It is often said that citrus fruits (lemon, orange, grapefruit, tangerines ...) are good sources of vitamin C and are useful for strengthening the immune system, for the skin or for cardiovascular prevention. All of this is true, however not all citrus fruits are equally beneficial for everyone.
Let's check the veracity of the frequent information and data about citrus fruits.
Their richness in nutrients
Rich in magnesium, potassium, calcium and vitamin C, citrus fruits are considered powerful antioxidants.
Vitamin C is indeed an antioxidant, but it is especially adaptogenic, that is to say that it restores the adaptive faculties of the body (and particularly of the thyroid gland). Note that if the lemon brings between 55 and 65 mg per 100 g, that the orange brings around 60 mg per 100 g and the clementine approximately 20 mg per 100 g, the kiwi, the parsley or the red bell pepper will bring you 2 to 3 times more...
As far as magnesium is concerned, lemons contain 8 mg, oranges an average of 10 mg and grapefruit 9 mg per 100 g, nothing terrible when you know that 100 g of almonds contains 232 mg, 100 g of pine nuts 227 mg or 100 g of ground ginger 214 mg.
Similarly for potassium, there are 138 mg/100 g for lemons, 181 mg/100 g for oranges and 135 mg/100 g for grapefruits. Once again, citrus fruits are far behind almonds, which contain 705 mg/100 g of potassium, spinach, which contains 662 mg/100 g, and avocados, which contain 650 mg/100 g.
Their low caloric intake
In this field, it seems that lemon is the leader of the "slimming" diets with 34 calories per 100 g. This fruit is therefore very low in energy. It is followed by the grapefruit whose contribution is 36 calories per 100g and the orange brings 46.5 calories/100g. The most energetic citrus fruit seems to be the clementine with 48 calories/100 g, but this is still very low.
Let's remember that in our opinion, weight gain (or volume gain) results rather from an acidic terrain (intoxination: accumulation of cellular waste) or from intoxication (additives, sweeteners, industrial food, heavy metals...).

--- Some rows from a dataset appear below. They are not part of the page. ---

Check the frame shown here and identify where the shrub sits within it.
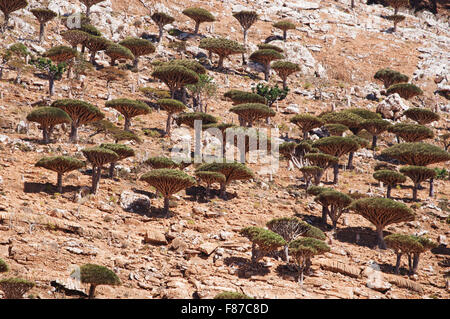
[80,264,121,299]
[151,12,175,42]
[105,43,135,66]
[152,64,199,99]
[183,8,216,34]
[30,8,58,43]
[199,38,245,69]
[374,68,409,89]
[249,49,284,82]
[400,165,436,201]
[386,83,423,100]
[290,114,324,140]
[240,227,286,264]
[82,147,119,194]
[0,0,28,32]
[140,168,195,216]
[289,238,330,285]
[349,198,415,249]
[214,291,253,299]
[312,136,359,184]
[34,156,84,194]
[389,123,434,143]
[361,119,391,150]
[196,162,254,199]
[0,278,34,299]
[381,143,450,166]
[27,106,72,144]
[230,103,275,127]
[273,20,295,41]
[51,99,105,143]
[403,107,440,125]
[373,169,406,198]
[156,99,186,135]
[105,99,152,131]
[100,143,136,178]
[385,234,437,275]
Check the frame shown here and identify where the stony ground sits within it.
[0,0,450,298]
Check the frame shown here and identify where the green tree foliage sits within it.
[349,198,415,249]
[373,169,406,198]
[182,8,216,34]
[199,38,245,69]
[80,264,121,299]
[105,99,152,131]
[82,147,119,194]
[34,156,84,193]
[51,99,105,143]
[140,168,195,216]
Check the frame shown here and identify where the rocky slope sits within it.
[0,0,450,298]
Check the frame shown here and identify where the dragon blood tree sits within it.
[373,169,406,198]
[312,136,359,184]
[233,10,258,65]
[240,227,286,264]
[0,0,28,33]
[272,61,300,89]
[400,165,436,201]
[386,83,423,100]
[76,264,121,299]
[34,156,84,193]
[196,162,254,200]
[349,198,415,249]
[82,147,119,194]
[27,106,72,144]
[152,63,199,99]
[30,8,58,43]
[373,68,409,89]
[361,119,392,150]
[195,171,226,197]
[80,0,105,17]
[290,114,324,140]
[105,43,135,66]
[389,123,434,143]
[0,278,34,299]
[289,238,330,286]
[151,12,175,42]
[51,99,105,143]
[140,168,195,217]
[273,20,295,41]
[100,144,136,178]
[105,99,152,131]
[249,49,284,82]
[314,191,352,232]
[230,103,276,127]
[199,38,245,69]
[182,8,216,34]
[156,99,186,136]
[266,217,326,262]
[384,234,437,275]
[119,38,156,68]
[403,107,440,125]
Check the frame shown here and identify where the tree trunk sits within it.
[39,23,45,43]
[395,253,402,275]
[371,135,378,151]
[377,227,386,249]
[56,173,62,194]
[89,284,96,299]
[164,197,170,217]
[333,163,339,184]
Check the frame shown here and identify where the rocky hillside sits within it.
[0,0,450,299]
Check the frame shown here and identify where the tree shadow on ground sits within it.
[224,257,270,279]
[23,182,81,195]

Let us specify that in this case, it is the lemon which will be the most useful since it contributes to the drainage and the good functioning of the gall bladder. It helps to detoxify the liver and stimulates digestion by collaborating with gastric juices. It promotes the elimination of toxins by opening the emunctory that is the kidneys.
But above all, lemon is a magnificent regulator of the acid-base balance of the body.
The interest of fibers in the improvement of the intestinal transit, in the fight against constipation and their benefits in the regulation of the cholesterol levels as well as in the phenomenon of property are proved.
But let's set the record straight again: depending on the type of citrus fruit, the fiber content varies from 1.3 g to 2 g per 100 g, while other fruits such as passion fruit have a fiber content of 10.5% of their total mass. As for berries such as currants, blueberries, raspberries or blackcurrants, their fiber content varies from 3.5 to 7.5% of their total weight.
Action on cholesterol levels
In this case, in this family of citrus fruits, grapefruit and pomelo are interesting because they both contain a substance called naringin. Naringin is the main flavonoid. Like all flavonoids, naringin has antioxidant properties. The latter are mainly manifested by a beneficial action on circulating blood lipids by regulating cholesterol levels. This substance also has an action on blood sugar levels, which will delight people with insulin resistance, those who have cravings for sugar or cravings, or people who want to lose some weight.
However, you should know that to obtain such benefits, you should eat at least one grapefruit a day, and two is better!
Caution: ask about grapefruit ingestion if you are on chemical medications. About forty drugs may interfere with these citrus fruits.
From a digestive point of view
According to some dieticians, the clementine is the best tolerated on the digestive level, because it is less acidic and less fibrous, and seems to be lighter and more digestible.
Some people should avoid citrus fruits. This is the case for people with a "neuro-arthritic" temperament. They are thin and slender, even angular and thinned people who generally tend to be demineralized due to an acidic terrain. This type of temperament can be aggravated by the frequent consumption of citrus fruits which for them will be acidifying and demineralizing.
If you suffer from burning or gastroesophageal reflux disease, this can be made worse by eating citrus fruits too often. Indeed, in some cases, these fruits irritate the digestive mucosa and increase the burning phenomenon.